Put it down to the long hours spent in the company of ’60s obsessives Andy Bell and Gem Archer, or Noel Gallagher’s recent confession that he’s started reading books, but Oasis’ eye for detail continues to impress. If the artwork for Stop The Clocks – overseen by Sir Peter Blake, no less – was an impressive piece of pop-art revisionism, Lord Don’t Slow Me Down is equally conceptual – a black-and-white documentary housed in an illustrated, monochrome cover boasting epithets (“Workers Of The World Relax!”) worthy of Richard Neville’s countercultural handbook, Playpower.
The aim, clearly, was to create a tour movie with the gravitas of Anton Corbijn’s Depeche Mode travelogue, Document, while reasserting Oasis’ position as champions of the retro-rock flame. Not that Lord Slow Me Down – filmed during the band’s 10-month world tour in support of Don’t Believe The Truth – pulls any punches. Instead, we get to see the Oasis rock’n’roll touring machine as it really is; a mix of motorways, anonymous hotel rooms and promo duties where boredom is only alleviated by the wild mercury of two hours on stage.
No longer is access to the Oasis dressing room a shortcut to a supermodel-friendly take on Byronic excess. Here, it’s at its most animated during a game of ’70s boardgame Frustration (Noel wins, inevitably), while the sober, pre-gig silences prior to enormo-gigs at Madison Square Garden and the Hollywood Bowl speak volumes for their priorities as they approach 40.

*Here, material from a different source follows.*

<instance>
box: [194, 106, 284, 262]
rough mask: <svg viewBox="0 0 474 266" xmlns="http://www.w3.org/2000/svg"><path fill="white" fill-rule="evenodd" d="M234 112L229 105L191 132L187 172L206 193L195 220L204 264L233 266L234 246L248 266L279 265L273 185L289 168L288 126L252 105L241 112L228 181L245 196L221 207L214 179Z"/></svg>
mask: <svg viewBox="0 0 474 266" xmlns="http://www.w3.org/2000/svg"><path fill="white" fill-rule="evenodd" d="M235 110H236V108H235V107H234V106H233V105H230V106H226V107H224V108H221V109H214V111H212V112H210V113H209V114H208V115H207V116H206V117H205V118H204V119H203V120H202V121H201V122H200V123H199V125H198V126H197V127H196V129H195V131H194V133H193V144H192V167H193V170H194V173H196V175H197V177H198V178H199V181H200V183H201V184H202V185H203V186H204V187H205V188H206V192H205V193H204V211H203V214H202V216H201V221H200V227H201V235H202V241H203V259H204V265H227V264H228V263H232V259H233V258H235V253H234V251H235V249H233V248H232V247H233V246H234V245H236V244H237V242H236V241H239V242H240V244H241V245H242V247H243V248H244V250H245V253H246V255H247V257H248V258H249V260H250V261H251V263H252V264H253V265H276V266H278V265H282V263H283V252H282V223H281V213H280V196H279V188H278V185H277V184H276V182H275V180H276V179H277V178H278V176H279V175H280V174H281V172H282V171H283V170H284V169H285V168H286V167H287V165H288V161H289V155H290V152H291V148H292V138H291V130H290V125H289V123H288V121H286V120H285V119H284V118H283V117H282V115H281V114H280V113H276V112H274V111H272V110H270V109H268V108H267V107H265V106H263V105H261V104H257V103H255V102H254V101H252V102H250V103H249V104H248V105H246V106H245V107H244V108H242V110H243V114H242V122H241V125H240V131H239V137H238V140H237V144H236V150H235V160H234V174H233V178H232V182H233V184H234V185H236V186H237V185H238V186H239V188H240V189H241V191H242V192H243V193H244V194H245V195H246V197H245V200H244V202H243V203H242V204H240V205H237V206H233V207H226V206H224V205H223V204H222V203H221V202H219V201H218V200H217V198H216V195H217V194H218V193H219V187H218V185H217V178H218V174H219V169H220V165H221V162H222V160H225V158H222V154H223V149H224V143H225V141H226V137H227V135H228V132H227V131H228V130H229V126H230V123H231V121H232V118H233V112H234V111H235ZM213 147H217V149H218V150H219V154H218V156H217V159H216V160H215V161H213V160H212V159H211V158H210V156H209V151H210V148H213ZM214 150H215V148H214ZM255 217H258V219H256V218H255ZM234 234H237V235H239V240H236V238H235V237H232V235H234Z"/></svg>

Instead, it’s left to touring partners Kasabian to provide any semblance of rock looning, as Oasis amuse themselves any way they can – playing pitch’n’putt, watching football on TV or, in the case of Liam’n’Noel, bickering about everything from Tom Cruise to who runs the band. Even a boozy backstage party featuring performing midgets is curiously restrained, the band’s Dionysian days a dim and distant memory. “It’s been a great year, and this time we’re old enough to appreciate it,” admits Noel. “I can’t remember anything from ’95 or ’96.”
No Cocksucker Blues, then. Yet such candour allows us a rare insight into how two brothers from Burnage managed to become one of the biggest bands in the world.
“Im glad I’m back at work,” announces Noel during one spate of promos – a telling rebuttal of Thom Yorke’s rock star petulance during Meeting People Is Easy – and Liam’s refusal to see his life as anything other than that of a lottery winner remains central to their appeal. When he’s next seen whizzing around Sydney Harbour in a speedboat, drunk as a skunk, you begin to see why. “Oasis is straightforward – there’s no frills,” reflects Liam when asked to reveal the secret of their appeal. Indeed. The days of being “caught beneath the landslide” may be long gone, but Lord Don’t Slow Me Down is proof that Oasis’ wayward spirit remains intact.
EXTRAS: Bonus disc: Live At City Of Manchester Stadium, Noel Gallagher Q&A session, audio commentaries.